Simon Boccanegra
Giuseppe Verdi
"Il lacerato spirito ..."
Die Handlung spielt im 14. Jahrhundert in Genua. Die beiden mächtigen Plebejer Paolo und Pietro möchten die Macht der Patrizier brechen, indem sie für das Amt des Dogen einen bürgerlichen Kandidaten nominieren. Die Wahl fällt auf den tapferen Simon Boccanegra, der einst die ligurischen Meere von den Piraten befreite. Etwas zögerlich willigt Boccanegra ein, denn er verspricht sich, als Doge endlich um die Hand der Geliebten Maria, der Tochter des Patriziers Jacopo Fiesco mit der er eine Tochter hat, anhalten zu dürfen.

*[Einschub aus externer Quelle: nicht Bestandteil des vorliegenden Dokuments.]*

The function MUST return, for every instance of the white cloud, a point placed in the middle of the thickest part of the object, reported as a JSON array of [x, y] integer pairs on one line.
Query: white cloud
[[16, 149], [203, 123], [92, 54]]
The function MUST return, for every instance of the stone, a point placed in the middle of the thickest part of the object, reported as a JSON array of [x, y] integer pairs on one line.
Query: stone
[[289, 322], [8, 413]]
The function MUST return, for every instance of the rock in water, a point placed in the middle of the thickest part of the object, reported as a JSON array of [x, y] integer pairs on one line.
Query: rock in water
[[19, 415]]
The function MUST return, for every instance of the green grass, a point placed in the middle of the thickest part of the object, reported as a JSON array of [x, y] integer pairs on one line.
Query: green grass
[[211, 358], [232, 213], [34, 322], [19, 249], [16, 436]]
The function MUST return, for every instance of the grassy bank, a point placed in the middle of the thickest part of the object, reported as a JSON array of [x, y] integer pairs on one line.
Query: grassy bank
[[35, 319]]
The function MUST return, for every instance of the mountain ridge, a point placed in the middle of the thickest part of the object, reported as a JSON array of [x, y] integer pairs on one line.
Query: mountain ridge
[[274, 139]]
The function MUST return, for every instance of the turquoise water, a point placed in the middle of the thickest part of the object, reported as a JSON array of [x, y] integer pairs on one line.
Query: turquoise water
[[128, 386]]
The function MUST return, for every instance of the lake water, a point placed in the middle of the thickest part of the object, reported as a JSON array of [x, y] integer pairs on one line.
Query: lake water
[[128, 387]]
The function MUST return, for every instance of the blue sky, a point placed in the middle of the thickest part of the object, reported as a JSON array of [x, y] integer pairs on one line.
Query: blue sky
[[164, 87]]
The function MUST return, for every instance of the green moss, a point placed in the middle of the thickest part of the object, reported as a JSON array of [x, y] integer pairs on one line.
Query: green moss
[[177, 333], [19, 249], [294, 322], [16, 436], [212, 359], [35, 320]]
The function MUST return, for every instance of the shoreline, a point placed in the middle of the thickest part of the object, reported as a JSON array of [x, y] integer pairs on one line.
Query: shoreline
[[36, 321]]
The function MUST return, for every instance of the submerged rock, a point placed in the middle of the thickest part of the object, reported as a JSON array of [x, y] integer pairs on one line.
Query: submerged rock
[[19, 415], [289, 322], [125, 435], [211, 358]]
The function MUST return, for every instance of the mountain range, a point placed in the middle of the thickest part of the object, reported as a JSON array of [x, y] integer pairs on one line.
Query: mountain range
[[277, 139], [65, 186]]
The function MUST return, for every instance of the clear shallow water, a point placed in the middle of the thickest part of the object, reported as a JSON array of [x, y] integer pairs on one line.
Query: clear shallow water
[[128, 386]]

Dieser erachtet Boccanegra seiner Tochter unwürdig und hält Maria in seinem Palast gefangen. Maria stirbt und Fiesco verflucht ihren Verführer. Als sich die beiden treffen, verlangt Fiesco, Marias Tod verschweigend, Boccanegra solle ihm das Kind übergeben, wenn er will, dass Frieden zwischen beiden herrsche. Das Kind aber ist verschollen und Fiesco unversöhnlich. Als Boccanegra den Tod seiner Geliebten entdeckt, schwört er Vergeltung. Am nächsten morgen feiert die Menge den neuen Dogen Simon Boccanegra.
Inzwischen sind 25 Jahre vergangen und es ist viel passiert. Fiesco ist vertrieben und lebt als Andrea als Vormund von Amelia, die in Wirklichkeit die Tochter Boccanegras ist, im Palast der Grimaldi. Amelia möchte ihren Geliebten Gabriele Adorno heiraten. Doch auch Paolo ist in Amelia verliebt - und Boccanegra hat ihm ihre Hand versprochen. Als er sie aber fragt, ob sie Paolo heiraten möchte, entdeckt er durch ein Amulett Amelias, dass sie seine Tochter ist. Sie beichtet ihm, dass sie in Gabriele verliebt ist. Boccanegra berichtet Paolo, dass jegliche Hoffnung auf Amelia vergebens ist. Paolo ist voller Zorn gegen den Mann, den er einst an die Macht gebracht hat - er will sich rächen...
Nicht wenige Opern Verdis sind bei der Uraufführung beim Publikum durchgefallen - so auch "Simone Boccanegra" im Jahre 1857. Schuld waren wohl die revolutionären Gestaltungsmittel und die komplizierte Handlung. Erst in einer überarbeiteten Fassung erreichte das Werk in der Mailänder Scala 1881 den Durchbruch! Unvergesslich sind die Szenen, die vom Meer handeln: hier bebt die Musik wie Meereswellen und man glaubt sogar den Meereswind zu spüren.